[A reader named Martin writes, citing Human Rights Watch on “the arbitrary imprisonment of dissidents” by the Cuban state.]
amerikanbeat responds to Martin: I don’t agree “the arbitrary imprisonment of dissidents” goes on in Cuba in any very interesting way. Certainly, there isn’t any evidence of it. I probably would not object on principle to an actual “crack down”—but the Cuban “dissident movement” is so miniscule and marginalized by ordinary Cubans that the state has no incentive impose it. (An American acquaintance of mine who lives in Cuba could not think of any Cubans who have ever heard of the Varela project.) It would hand propaganda points to the U.S. for absolutely no gain.

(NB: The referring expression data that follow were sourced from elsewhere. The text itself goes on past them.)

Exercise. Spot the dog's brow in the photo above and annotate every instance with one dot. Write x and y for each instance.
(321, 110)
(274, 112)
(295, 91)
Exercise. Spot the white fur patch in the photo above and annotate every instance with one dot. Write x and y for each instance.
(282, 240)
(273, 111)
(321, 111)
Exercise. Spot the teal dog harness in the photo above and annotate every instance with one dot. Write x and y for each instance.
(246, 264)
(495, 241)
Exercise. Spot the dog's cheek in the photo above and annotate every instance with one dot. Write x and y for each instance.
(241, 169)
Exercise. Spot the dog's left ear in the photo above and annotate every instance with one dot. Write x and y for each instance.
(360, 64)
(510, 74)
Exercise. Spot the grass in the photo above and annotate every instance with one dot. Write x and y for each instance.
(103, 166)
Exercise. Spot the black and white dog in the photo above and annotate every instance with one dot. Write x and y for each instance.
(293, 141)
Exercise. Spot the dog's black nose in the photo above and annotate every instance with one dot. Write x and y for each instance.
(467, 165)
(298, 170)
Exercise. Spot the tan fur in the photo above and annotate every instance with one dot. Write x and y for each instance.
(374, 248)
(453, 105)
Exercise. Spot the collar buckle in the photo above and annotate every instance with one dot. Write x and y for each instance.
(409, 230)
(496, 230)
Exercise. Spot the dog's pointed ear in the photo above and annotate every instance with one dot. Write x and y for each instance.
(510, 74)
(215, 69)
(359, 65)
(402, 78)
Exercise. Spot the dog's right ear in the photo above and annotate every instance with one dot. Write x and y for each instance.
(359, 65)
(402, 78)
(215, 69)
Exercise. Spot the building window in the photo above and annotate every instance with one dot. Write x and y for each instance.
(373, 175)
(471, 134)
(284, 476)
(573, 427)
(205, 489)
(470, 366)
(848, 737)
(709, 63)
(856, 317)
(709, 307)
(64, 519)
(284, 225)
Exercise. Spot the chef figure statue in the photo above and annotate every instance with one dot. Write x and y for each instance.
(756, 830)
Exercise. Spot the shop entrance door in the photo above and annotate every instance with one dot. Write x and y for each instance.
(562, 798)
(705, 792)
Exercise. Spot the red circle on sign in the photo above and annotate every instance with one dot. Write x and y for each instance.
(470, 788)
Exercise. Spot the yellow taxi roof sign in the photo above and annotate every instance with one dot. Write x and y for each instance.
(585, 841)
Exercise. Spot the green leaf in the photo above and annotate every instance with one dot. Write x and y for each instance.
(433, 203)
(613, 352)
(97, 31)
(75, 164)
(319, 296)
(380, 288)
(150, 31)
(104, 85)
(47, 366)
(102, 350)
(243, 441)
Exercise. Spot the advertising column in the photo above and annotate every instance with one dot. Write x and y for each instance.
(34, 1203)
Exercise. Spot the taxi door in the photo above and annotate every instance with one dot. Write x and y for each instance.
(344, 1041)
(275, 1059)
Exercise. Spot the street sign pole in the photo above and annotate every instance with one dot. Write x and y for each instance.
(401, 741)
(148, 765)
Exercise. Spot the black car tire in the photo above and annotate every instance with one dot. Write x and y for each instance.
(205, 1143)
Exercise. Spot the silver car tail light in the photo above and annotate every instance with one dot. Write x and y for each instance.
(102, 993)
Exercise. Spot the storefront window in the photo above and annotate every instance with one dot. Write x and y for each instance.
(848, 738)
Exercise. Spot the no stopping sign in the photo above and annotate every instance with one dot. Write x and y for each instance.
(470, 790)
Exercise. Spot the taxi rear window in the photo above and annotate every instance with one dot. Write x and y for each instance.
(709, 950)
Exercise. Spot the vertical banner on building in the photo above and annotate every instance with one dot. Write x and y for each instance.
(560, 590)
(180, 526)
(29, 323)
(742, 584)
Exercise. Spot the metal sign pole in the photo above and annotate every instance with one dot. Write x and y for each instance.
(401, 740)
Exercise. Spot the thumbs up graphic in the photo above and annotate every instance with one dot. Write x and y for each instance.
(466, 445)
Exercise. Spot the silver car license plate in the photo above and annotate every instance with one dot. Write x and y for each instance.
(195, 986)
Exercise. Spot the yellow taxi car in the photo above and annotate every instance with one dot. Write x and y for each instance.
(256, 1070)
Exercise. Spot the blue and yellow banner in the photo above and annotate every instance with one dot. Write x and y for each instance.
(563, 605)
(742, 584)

Of course, I can’t vouch that absolutely nobody has ever gone to a Cuban jail unfairly. Like every state, Cuba is certainly capable of making mistakes in the application of penal justice. This being minded, “dissidents” do go to jail in Cuba, but not for “dissenting,” just as blondes and pizzamakers go to jail in the U.S., but not for being blonde or making pizzas. It is certainly possible (a) to express one’s dissent in the form of behaviors that are illegal in any country, or (b) to dissent and then proceed to commit illegal acts—and be caught and punished. The crimes that prompted the Cuban “crackdown” in Spring 2003 were of (a) type; the actions HRW defends as Cuban “dissent” are inevitably one or the other. (Note: Like other states, the Cuban state has perpetrated wrongs against gays and victims of AIDS; it has ceased and repudiated these errors. This change is largely an “organic” response to the will of the populus, the sort of cause which the fetish for bourgeois forms of procedural democracy causes folks to overlook in the assessment of Cuban democracy.)
Martin continues, arguing that “dissent” is outlawed in the Cuban Constitution:
Here is the full text of Article 62 [of the Cuban Constitution]: ‘None of the freedoms which are recognized for citizens can be exercised contrary to…the existence and objectives of the socialist state, or contrary to the decision of the Cuban people to build socialism and communism. Violations of this principle can be punished by law.’ Now I ask you: how can one dissent without compromising the objectives of the state? If one is dissenting presumably it is against a state action (therefore objective).
amerikanbeat writes: We can look at this in two ways. Parsing the words alone—as you have—it is clear that a statement that is “contrary to…the existence and objectives of the…state” is not the same as a statement which expresses some opposition to the fact that the state exists or has x-objectives. I can say, “the state sucks and doesn’t do what I want it to do—it should cease to exist” without violating Article 62 because simply stating this will not threaten the existence or objectives of the state. It expresses something contrary to these entities but does not “do” anything to threaten or undermine them (at least not necessarily). I could make statements contrary to the existence of the sun, but this could contribute nothing to actually undermining this state of affairs.
A second (and far more useful) way to evaluate this amendment—again, not the approach you took—is to see that, no matter what the damned words “say,” the Cuban state does not enforce this law as you have parsed it. As stated earlier, barring isolated mistakes which are possible in any legal system, people don’t go to jail in Cuba for “dissent” per se.